An Adonis, keen on women! And unlike Maurice, with taking qualities. In the wreck of the man on
e could see what he had been, one could glimpse the bright flame that tragedy had dimmed. And Esau, he knew what had wrought that change. They had been mates together… brothers… fishermen. He had known of the passionate crime which took place in the marrams, but it was a fisherman’s crime and his mouth was closed.
And the years had passed over it, but they hadn’t washed it clean. The secret had raised a barrier between the two men. It tied them together but also it held them apart: they were married, one to the other, in a fearsome, life-long alliance. And it had set its stamp on them according to their natures. Hawks it had made savage, Esau a solitary. Unacknowledged, unshriven, it had worked its deadly ends; one of them had sunk beneath it and the other found a lonely eminence.
Then Rachel had come with her devastating beauty: Rachel, stirring passions which had slept for thirty years. Had Esau seen it happening, seen the madness begin to gather? Had he tried to watch over her and to prevent the second outbreak?
Yes, at the bottom of him Gently knew it: this was the case which Esau had sketched for him. The fisherman had eased his conscience of the burden which lay on it and done it without providing one atom of proof!
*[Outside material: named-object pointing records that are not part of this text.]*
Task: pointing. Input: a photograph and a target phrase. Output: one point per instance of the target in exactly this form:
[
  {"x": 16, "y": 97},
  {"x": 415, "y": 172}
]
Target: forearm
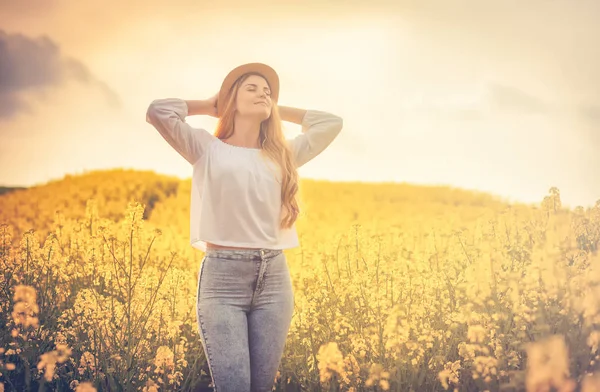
[
  {"x": 199, "y": 107},
  {"x": 290, "y": 114}
]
How could one broach such a matter to the sharp-eyed, rational Dyson?
‘If you say so, of course, then we’re bound to take your word. But it seemed a bit peculiar, you just finding it like that.’
‘I noticed the shape of that clump. You can put down the rest to a suspicious nature.’
‘And there’s positively no link-up?’
‘Nothing one could prove in court.’
‘Still, a lead of any sort…’
Gently sighed and mopped his brow. He couldn’t very well tell Dyson to stop interfering! The man was doing his duty in spite of the heat and a dose of sunburn. A little professional co-operation wasn’t too much to be expected.
‘If anything turns up, I promise you faithfully… at the moment, I could put Simmonds in the dock. I’ve got a hunch, but it may be no more. Just now I’m rather keen to know the identity of those bones.’